The Coventry Blitz 'conspiracy'
- 12 November 2010
- From the section UK
It's 70 years since Germany launched one of the most devastating bombing raids of World War II, on Coventry. But did Winston Churchill have prior warning of the attack?
It has been claimed in a number of books that the wartime prime minister knew that the city was to be targeted by the German Luftwaffe, but chose to do nothing because it would have alerted Adolf Hitler to the fact the Allies had recently cracked the Nazis' top-secret Enigma codes.
Coventry and its people were sacrificed, the theory goes, "for the greater good" - that is, that the benefits of playing the long game outweighed the short-term costs of leaving the West Midlands city to a terrible fate.
It's not just historians who have written about the so-called Coventry conspiracy, though - it's a theory which lives on to this day.
Jean Taylor spent the night of her 14th birthday in a communal shelter, utterly terrified. Speaking ahead of the 70th anniversary, she said: "The rumour was that they decided to sacrifice the few (in Coventry) to save the many. Nobody has ever confirmed or denied that, and that says a lot."
But was Sir Winston really such a utilitarian - the philosophical term given to those who strive to bring about the greatest gain for the greatest number, even though that means making painful sacrifices?
Or is the explanation far more mundane than the conspiracy theorists believe - that Mr Churchill and his advisors were just as much in the dark about the Germans' Operation Moonlight Sonata as the people who spent the night cowering in their shelters?
The conspiracy theorists argue that Sir Winston chose to sacrifice the city to keep secret Britain's decoding of the Germans' Enigma machine.
Their position initially gained credence during the 1970s with the publishing of several books about the cracking of Enigma.
In his book The Ultra Secret, the former World War II intelligence officer FW Winterbotham recalled how he passed intelligence on to Churchill that Coventry would be the target of the bombing raid a few hours before it took place.
His account has been questioned since by several historians.
But Coventry-born writer Alan Pollock explores the theory in his play One Night In November, currently performing at the city's Belgrade Theatre.
He says an RAF report reveals that by 1500 on the day of the raid - several hours before the bombing began - enemy navigation signals were intersecting over Coventry, indicating an imminent raid.
"By this time, every non-Enigma source of intelligence was also pointing toward the Midlands, and increasingly toward Coventry," he adds.
Pollock also notes that Sir Winston's private secretary, John Martin, subsequently recorded that Churchill received a red box containing details of the raid shortly after 1500. Churchill apparently told Martin a heavy raid on London was predicted, and headed for the capital.

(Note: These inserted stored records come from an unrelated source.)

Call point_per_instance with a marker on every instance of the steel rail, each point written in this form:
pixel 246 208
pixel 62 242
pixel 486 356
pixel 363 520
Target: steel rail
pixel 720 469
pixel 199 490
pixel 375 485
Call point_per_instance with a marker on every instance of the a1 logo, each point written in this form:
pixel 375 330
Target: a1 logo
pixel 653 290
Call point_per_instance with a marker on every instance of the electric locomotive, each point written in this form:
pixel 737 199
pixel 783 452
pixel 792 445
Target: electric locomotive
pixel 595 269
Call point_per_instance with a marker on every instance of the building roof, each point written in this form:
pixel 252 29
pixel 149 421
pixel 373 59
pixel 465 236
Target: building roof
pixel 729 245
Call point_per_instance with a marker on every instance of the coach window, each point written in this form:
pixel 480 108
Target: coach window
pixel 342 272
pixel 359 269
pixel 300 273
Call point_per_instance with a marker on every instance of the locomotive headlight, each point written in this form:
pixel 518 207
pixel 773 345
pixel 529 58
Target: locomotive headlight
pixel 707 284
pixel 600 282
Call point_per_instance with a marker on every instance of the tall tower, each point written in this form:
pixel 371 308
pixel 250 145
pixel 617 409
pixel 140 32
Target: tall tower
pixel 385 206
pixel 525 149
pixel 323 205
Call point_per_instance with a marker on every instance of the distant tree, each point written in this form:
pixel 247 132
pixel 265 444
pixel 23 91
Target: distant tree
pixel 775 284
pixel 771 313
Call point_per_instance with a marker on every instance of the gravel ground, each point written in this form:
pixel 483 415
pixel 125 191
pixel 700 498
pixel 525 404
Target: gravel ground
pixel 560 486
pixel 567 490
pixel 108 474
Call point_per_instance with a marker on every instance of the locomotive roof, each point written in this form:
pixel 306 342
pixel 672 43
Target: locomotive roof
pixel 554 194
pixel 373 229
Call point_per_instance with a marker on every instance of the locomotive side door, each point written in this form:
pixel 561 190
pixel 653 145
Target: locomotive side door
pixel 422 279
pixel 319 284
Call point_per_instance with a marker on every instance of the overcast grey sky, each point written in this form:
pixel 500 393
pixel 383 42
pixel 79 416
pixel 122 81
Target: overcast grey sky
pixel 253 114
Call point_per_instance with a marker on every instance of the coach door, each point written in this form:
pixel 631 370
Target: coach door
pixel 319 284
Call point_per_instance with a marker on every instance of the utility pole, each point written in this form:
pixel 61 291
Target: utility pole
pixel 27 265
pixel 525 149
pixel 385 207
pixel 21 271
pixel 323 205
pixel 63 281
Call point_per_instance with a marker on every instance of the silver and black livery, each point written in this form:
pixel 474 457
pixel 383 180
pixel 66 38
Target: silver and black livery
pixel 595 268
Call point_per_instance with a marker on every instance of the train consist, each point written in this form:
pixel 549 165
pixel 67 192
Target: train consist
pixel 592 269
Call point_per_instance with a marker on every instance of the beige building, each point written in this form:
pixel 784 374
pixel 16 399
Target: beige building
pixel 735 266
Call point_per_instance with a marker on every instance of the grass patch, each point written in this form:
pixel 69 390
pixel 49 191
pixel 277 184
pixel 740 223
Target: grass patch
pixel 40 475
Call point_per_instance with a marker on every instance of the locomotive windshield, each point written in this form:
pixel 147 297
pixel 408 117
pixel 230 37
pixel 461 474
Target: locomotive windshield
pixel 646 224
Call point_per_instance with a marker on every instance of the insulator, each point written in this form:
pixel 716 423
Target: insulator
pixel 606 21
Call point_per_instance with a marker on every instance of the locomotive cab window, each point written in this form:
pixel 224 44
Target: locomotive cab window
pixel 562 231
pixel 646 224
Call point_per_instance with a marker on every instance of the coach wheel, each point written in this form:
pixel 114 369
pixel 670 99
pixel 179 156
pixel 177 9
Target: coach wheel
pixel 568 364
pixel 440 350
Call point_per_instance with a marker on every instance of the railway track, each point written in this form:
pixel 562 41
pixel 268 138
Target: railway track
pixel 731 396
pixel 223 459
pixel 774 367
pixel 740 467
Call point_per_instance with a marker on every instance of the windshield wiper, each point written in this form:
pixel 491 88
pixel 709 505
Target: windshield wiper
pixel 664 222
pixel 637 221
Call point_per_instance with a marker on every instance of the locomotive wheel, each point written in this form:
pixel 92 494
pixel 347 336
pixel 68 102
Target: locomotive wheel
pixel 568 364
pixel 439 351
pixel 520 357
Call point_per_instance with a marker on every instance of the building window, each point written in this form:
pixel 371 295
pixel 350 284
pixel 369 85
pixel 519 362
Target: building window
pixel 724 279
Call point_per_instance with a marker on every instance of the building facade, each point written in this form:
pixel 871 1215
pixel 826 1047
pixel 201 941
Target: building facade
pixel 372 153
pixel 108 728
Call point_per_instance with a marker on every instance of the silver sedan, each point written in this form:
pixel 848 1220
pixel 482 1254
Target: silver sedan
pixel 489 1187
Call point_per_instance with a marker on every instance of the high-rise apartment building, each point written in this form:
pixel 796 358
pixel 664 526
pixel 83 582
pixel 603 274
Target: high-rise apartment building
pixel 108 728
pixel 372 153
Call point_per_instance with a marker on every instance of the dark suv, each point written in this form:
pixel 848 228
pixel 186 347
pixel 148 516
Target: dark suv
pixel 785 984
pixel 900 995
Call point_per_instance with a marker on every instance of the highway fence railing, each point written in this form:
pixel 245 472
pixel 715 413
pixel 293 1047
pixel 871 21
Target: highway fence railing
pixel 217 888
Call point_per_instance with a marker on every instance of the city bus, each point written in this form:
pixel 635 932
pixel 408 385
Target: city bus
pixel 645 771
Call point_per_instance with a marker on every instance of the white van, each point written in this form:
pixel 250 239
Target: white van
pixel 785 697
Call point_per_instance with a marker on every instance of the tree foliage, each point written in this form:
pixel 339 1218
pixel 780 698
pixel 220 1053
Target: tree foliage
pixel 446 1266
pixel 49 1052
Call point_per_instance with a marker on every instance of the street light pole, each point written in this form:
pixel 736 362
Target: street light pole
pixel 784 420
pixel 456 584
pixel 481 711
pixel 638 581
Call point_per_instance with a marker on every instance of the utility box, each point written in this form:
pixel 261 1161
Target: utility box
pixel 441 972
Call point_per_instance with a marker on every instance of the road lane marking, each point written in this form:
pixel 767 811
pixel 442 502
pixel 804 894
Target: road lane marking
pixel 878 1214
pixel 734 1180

"Whether John Martin's recollection was accurate, and whatever Churchill's reasons for saying what he did, the only thing we can be pretty certain of is this: that piece of paper could not possibly have carried the information that the beams indicated London," Pollock argues.
However, Terry Charman, senior historian at the Imperial War Museum is sceptical of the conspiracies - arguing that while British intelligence knew Moonlight Sonata was coming, they did not know what would be its target.
Enigma was, Mr Charman says, in its infancy at this stage, and while code-breakers deciphered a reference to "Korn" - the German code name for Coventry - they believed it referred to a radar system rather than a location.
Mr Charman says it is significant that Mr Martin, the only witness to Mr Churchill opening the red box, believed the prime minister "genuinely didn't know that Coventry was to be attacked - he thought London was the target".
The fact that a small air raid did in fact occur in London that night, Mr Charman adds, gives credence to the suggestion that the box really did predict a raid in the capital - and suggests Mr Churchill's haste to return to the city was founded on a genuine desire to be where the action was.
Mr Charman says the RAF did indeed detect the the navigation signals over Coventry, but tried to intercept and then jam them; one theory suggests this failed because the wrong frequency was chosen.
Plus, he argues, there would have been very little the British authorities could have done to protect the people of the city even if they had been forewarned.
"Even if you had put every air raid defence in the country around Coventry it would still have been devastating," he adds. "People prefer to think of things as a conspiracy.
"But even if Churchill had known at that short notice (that Coventry was to be targeted) imagine the logistics of evacuating a city the size of Coventry - it would have been enormous."